Field attributes
Overview
Within the template definition, fields names can optionally be followed by one or more attributes—not to be confused with the attributes used in categorization and extraction rules.
These attributes are used to characterize fields that have special features.
The syntax is:
@fieldName[attribute1, ...]
Possible field attributes are:
Attribute | Meaning |
---|---|
C |
Cardinal |
S |
Solitary |
Attributes are language keywords and must be typed in uppercase.

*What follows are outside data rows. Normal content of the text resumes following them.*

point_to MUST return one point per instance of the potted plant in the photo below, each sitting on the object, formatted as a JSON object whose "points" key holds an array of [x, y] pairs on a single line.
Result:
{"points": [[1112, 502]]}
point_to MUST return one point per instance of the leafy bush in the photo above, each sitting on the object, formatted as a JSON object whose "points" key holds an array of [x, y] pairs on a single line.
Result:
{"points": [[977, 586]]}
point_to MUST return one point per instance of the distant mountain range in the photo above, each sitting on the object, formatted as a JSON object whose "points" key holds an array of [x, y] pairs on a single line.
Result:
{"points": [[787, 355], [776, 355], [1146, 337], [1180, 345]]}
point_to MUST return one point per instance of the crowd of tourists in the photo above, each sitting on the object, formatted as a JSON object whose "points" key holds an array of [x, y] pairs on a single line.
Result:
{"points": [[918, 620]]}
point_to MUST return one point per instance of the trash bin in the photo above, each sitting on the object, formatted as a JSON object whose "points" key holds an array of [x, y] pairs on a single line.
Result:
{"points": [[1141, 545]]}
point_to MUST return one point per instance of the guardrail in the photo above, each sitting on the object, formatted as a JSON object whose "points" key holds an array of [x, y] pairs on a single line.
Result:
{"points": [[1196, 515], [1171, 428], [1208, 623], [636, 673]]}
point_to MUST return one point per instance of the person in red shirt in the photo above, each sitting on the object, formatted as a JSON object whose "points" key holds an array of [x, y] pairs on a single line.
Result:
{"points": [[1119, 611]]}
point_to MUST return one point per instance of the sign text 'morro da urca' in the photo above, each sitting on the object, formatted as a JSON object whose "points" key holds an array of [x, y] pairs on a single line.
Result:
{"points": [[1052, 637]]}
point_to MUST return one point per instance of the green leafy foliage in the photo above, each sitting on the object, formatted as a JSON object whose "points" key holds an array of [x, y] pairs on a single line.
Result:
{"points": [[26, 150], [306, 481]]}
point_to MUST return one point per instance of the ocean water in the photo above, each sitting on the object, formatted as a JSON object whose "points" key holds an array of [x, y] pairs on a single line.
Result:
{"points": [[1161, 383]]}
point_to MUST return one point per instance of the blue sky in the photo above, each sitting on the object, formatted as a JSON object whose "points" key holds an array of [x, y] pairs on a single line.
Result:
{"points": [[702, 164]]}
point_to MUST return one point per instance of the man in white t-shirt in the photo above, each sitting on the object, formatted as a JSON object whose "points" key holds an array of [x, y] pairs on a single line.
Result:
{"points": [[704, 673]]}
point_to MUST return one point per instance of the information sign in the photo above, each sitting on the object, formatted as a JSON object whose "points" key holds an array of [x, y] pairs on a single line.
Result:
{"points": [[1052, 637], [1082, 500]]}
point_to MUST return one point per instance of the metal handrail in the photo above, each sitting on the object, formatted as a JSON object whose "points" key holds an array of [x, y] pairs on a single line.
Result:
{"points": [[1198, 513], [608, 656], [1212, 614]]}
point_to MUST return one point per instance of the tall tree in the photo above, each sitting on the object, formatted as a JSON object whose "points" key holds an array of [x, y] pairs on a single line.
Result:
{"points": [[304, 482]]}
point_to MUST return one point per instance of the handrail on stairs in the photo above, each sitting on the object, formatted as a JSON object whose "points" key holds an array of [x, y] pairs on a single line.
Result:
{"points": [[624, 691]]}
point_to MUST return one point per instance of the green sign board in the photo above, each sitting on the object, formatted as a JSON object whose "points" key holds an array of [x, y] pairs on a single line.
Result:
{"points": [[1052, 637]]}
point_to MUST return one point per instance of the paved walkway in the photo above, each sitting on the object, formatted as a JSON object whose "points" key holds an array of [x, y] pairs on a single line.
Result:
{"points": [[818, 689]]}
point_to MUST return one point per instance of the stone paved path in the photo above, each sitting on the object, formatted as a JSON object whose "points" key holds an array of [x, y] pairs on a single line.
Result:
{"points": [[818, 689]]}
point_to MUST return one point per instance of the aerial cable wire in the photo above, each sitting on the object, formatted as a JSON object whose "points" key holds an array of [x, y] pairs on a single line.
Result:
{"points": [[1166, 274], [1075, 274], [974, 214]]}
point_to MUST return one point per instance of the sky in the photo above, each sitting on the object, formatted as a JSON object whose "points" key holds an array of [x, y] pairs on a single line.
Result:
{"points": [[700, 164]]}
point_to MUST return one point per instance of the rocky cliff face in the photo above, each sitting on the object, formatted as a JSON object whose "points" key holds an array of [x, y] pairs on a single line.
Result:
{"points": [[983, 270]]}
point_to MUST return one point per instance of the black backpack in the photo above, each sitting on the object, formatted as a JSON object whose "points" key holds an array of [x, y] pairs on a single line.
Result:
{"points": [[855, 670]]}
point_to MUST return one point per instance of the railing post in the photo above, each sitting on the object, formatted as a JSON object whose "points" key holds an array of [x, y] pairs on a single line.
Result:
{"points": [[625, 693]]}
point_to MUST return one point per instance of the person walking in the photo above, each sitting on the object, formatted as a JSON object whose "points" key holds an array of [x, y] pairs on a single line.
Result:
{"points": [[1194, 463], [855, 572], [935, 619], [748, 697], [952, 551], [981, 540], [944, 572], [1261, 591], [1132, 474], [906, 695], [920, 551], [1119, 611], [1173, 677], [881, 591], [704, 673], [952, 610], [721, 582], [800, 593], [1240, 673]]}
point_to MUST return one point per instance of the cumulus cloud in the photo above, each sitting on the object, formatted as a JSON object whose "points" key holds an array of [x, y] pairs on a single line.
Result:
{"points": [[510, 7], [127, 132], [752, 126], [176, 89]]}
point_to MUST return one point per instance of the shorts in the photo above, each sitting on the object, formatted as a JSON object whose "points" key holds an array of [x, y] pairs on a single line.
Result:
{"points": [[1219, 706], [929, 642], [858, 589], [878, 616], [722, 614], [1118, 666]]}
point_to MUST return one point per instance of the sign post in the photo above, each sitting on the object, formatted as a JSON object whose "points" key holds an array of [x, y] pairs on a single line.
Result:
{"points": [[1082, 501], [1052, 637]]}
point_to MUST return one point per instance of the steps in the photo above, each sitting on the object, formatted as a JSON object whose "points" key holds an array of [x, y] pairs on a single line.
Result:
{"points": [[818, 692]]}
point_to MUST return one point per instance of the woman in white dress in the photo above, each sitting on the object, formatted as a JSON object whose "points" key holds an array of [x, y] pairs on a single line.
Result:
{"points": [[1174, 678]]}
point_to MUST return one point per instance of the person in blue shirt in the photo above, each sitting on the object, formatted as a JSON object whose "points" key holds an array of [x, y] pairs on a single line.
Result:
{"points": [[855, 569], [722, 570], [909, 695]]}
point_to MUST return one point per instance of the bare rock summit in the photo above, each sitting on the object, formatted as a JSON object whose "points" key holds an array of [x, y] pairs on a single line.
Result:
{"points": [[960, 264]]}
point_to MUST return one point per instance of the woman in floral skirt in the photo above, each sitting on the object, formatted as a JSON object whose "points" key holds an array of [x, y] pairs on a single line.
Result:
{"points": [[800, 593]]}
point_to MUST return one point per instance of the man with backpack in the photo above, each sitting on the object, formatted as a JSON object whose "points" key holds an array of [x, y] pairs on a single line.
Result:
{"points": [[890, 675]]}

If several attributes are specified, they will have to be separated by commas.
Cardinal field
The C
attribute is used to mark the cardinal (i.e., fundamental) field in a template.
It will affect the MERGE
option causing the merging of two or more simple records, if they contain the same value for the cardinal field.
The attribute must then be used in conjunction with the MERGE
option and by-rule aggregation has to be used to link the cardinal field to non-cardinal fields.
For example, consider the following template and extraction rules:
TEMPLATE(PERSONAL_DATA)
{
@Name,
@Telephone,
@Address
}
SCOPE SENTENCE
{
IDENTIFY(PERSONAL_DATA)
{
@Name[TYPE(NPH)]
AND
@Telephone[ANCESTOR(29700)]// 29700: phone number
}
IDENTIFY(PERSONAL_DATA)
{
@Name[TYPE(NPH)]
AND
@Address[TYPE(ADR)]
}
}
Both rules exhibit the so called "by-rule aggregation", i.e. they give value to more than one field to create multi-field records. In this case, the records are incomplete with respect to the template, because the template has three fields.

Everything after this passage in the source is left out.